Each plant is adapted to a range of temperatures. When the temperature gets too high for its tissues, they are stressed, then finally die.
How Plants Heat Up
Plants get their heat from two sources, usually both at once. The first source of heat is the air that surrounds them. Air temperature is a good indication of plant temperature, but leaves can be warmer or cooler than air temperatures. The second source of heat is the radiation they receive. Plants in the sun can absorb enough heat from the sun’s rays to warm them to a temperature much higher than the air.
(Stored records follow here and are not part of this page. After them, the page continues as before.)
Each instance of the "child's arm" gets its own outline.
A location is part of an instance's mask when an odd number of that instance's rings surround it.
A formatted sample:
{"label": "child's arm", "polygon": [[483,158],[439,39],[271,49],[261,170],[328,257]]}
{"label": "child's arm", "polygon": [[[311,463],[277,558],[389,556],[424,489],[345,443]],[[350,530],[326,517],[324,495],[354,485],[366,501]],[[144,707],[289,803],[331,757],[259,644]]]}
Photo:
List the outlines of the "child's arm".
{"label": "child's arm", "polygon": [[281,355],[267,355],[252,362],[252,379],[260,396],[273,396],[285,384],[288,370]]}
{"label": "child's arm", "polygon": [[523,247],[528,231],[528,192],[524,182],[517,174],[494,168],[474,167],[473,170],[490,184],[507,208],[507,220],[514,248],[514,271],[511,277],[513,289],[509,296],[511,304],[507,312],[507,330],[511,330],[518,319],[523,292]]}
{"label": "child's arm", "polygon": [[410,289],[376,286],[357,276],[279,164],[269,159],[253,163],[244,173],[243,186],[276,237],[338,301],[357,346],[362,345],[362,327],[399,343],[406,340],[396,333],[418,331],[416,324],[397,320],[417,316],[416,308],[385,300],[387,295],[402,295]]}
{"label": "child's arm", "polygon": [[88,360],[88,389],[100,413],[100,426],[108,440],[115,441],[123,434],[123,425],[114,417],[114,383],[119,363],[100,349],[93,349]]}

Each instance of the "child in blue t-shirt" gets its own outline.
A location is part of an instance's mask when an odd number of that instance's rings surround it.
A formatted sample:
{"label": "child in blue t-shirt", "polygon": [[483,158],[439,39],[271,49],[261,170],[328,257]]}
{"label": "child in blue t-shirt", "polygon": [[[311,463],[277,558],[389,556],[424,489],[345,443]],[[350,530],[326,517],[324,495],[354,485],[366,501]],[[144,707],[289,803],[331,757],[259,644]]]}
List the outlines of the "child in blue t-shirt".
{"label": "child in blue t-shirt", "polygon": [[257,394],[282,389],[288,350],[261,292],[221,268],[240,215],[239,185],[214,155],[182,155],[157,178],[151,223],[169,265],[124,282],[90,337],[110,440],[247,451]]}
Heating from the sun is very local and specific. Leaves that are perpendicular to the sun’s rays heat up more than those at an angle to it, and the part of a curved leaf that is most perpendicular heats up most. When leaves burn from too much sunlight, it is usually due to the heat carried by the sunlight, and not from the light it carries.
Too much light can bleach the chlorophyll from a leaf not adapted to full sun, but usually doesn’t kill the tissues. The tissues are killed by overheating from the energy in the sunlight. The injured spot is usually in the part of the leaf that faced the sun late in the afternoon, when the air temperature is highest. It is usually on the southwest side of the plant, where the sunlight is at that time of day.
Radiant heat can also be used to warm plants in greenhouses, or outside when early or late frosts threaten. Even a single light bulb hung in a tender tree might keep it from freezing on a cold night.
How Plants Keep Cool
Plants keep cool by transpiring water. Almost all the water that enters their roots transpires from their leaves; only a small amount is incorporated into the plant. Transpiration cools a plant just as wearing a wet shirt cools a human. This is why it’s so important to keep plants watered on hot days. A plant can go without water for several days in cool weather, but can be killed from overheating in just a few hours on a hot day.